Я испугался. Он наклонился. Когда же снова выпрямился, в руках у него был багряный шар. Гладкий блестящий шар. Не какой-нибудь шершавый ком, в который, как можно себе представить, превратился бы загустевший отвар, если бы чьи-то руки, поспешно вымесив тесто, придали ему круглую форму… Китаец протянул шар мне. Я взял его осторожно, боясь, как бы колдовство не запустило в действие жуткий процесс
— И это всё?
Он улыбнулся. Забрал у меня шар, заставил его вращаться на своем левом указательном пальце. Внезапно схватив шар свободной рукой, китаец сдавил полюса, как клещами, большим и указательным пальцами. Шар раскрылся. В двух половинках лежали (теперь разделенные: изображенные в точном соответствии с реальностью, в красках; по виду живые, как плоть, пронизанная кровеносными сосудами) половые органы двух людей, мужской и женский. Эти органы были прикреплены к шарообразной скорлупе подвижно, парили как в кардановом подвесе, чтобы при закрытии шара они могли соединиться, не сломав оболочку из слоновой кости, которая, словно мягкие мускулы, сохраняла — в виде отпечатка — форму их совокупления. Едва заметное искажение — или гипербола — превращало жутковатую серьезность в нечто чудесное.

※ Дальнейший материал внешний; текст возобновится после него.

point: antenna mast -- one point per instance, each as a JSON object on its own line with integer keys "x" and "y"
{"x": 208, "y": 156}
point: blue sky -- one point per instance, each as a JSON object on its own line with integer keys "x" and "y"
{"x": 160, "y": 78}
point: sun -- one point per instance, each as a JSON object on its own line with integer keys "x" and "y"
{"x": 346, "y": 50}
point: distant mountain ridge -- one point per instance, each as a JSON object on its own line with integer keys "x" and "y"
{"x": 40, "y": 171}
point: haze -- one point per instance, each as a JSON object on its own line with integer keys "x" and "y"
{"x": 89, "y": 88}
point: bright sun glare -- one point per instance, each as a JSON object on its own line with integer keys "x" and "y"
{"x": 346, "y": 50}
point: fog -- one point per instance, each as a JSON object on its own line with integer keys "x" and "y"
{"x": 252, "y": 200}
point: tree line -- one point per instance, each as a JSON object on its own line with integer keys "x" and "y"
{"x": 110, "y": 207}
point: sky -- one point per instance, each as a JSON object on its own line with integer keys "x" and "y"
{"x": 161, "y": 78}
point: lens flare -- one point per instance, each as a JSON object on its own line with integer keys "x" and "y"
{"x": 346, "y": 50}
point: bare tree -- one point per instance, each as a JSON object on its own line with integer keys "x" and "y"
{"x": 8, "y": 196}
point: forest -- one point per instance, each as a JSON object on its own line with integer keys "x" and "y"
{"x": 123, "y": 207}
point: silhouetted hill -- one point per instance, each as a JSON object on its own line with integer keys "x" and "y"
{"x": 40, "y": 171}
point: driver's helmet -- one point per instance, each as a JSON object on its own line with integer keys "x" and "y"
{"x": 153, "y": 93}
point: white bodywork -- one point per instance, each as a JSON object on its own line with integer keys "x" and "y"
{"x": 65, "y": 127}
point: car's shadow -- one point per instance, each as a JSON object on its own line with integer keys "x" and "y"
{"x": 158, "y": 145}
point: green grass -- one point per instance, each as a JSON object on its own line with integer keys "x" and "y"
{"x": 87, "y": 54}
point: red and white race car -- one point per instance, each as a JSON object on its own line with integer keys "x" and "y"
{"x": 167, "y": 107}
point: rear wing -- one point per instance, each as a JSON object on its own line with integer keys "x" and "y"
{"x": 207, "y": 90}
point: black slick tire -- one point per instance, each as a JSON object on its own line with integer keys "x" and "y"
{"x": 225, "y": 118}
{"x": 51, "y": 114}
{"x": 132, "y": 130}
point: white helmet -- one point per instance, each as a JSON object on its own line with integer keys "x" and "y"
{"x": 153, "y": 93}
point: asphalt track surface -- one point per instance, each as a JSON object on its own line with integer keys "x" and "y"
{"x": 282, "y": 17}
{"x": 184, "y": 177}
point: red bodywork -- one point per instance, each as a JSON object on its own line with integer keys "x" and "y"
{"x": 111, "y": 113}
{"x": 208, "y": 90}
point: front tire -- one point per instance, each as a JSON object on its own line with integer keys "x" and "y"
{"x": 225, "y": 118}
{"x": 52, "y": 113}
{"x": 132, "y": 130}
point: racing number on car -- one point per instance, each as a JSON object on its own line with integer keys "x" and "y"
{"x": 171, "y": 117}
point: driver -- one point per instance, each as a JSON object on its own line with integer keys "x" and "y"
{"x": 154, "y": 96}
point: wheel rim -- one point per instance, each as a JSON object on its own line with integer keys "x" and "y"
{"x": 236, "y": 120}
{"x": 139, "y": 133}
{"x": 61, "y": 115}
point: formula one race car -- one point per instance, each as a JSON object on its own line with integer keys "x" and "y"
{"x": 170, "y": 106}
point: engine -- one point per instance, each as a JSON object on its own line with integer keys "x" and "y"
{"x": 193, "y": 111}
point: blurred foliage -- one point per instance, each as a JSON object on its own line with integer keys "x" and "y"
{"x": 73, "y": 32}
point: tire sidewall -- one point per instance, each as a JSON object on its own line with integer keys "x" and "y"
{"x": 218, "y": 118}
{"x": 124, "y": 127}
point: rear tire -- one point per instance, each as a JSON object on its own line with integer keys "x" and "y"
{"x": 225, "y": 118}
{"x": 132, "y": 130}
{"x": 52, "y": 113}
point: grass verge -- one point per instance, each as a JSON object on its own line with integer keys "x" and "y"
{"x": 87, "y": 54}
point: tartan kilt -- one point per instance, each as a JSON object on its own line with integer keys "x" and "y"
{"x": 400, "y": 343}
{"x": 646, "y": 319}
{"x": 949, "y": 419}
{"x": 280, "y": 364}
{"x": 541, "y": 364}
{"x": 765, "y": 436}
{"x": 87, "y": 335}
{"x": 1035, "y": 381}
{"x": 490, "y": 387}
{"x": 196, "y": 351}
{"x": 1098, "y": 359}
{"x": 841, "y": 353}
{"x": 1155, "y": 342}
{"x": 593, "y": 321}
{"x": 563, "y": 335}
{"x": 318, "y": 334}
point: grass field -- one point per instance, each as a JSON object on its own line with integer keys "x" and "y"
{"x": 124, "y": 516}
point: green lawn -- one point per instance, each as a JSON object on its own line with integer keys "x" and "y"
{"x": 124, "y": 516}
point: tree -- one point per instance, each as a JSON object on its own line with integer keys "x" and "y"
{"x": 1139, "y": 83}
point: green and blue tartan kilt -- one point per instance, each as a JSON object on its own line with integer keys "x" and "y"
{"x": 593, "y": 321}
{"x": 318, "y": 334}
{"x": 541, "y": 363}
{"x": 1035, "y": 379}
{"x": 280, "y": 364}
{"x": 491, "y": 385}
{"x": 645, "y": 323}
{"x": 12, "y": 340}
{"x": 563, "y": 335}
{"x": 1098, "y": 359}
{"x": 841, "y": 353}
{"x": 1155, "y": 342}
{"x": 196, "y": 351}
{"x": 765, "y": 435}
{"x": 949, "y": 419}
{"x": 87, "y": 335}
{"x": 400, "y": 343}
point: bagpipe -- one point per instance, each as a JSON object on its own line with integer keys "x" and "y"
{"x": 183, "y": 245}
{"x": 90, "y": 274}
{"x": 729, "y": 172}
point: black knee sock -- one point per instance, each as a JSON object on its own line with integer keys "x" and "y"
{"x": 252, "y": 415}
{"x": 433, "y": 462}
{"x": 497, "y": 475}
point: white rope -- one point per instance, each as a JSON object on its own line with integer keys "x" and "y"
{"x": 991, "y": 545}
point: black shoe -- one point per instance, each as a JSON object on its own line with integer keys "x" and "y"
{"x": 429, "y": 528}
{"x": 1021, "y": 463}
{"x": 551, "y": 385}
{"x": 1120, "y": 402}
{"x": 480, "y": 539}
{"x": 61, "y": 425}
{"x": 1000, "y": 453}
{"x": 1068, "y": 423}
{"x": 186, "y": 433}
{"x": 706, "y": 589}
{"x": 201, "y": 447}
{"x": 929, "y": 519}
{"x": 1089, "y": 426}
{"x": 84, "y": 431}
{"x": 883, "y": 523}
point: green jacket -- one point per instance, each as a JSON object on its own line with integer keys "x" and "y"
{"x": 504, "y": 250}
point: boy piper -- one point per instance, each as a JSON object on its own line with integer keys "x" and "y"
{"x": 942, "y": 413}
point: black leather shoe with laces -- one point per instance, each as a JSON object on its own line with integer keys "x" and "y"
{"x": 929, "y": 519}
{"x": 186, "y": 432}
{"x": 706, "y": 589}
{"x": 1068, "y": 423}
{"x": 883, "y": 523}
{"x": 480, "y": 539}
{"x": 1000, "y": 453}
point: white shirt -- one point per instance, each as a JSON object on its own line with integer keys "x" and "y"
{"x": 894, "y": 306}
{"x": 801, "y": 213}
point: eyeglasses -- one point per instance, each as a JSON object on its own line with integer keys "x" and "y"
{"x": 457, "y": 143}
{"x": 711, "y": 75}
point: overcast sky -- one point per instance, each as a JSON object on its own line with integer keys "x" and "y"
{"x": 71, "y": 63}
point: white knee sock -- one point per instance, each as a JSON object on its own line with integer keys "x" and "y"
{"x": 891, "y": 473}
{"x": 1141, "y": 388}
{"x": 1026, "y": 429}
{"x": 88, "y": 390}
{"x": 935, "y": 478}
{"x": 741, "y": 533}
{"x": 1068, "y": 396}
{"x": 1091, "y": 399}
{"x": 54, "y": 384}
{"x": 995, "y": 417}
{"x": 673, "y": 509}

Мое лицо залилось румянцем. Я предполагал, что столкнусь с колдовством; однако и представить себе не мог, что хрупкая слоновая кость может столь совершенным образом приспособиться к скользящей форме, быть столь захватывающе узнаваемой и вызывающей:
—
Я продолжал упорствовать в своем желании приобрести шар.
— Вы меня одолели, — сказал я безыскусно и твердо.
Он ответил мне медленно, очень тихо:
— Я мог бы просто подарить вам этот маленький шедевр. Но тогда я бы нарушил принципы, помогающие мне влачить мою жизнь. Я мог бы назначить за него очень высокую цену, но боюсь, как бы это не повредило нашей взаимной симпатии… Мы с вами только что имели общее переживание; и предмет, который свел нас вместе, в результате утратил обычную торговую стоимость, в моих глазах — тоже. Я позову в лавку свою дочь: пусть она обговорит с вами цену.
— Вашу дочь? — переспросил я смущенно, еще не подозревая, какой позор меня ждет.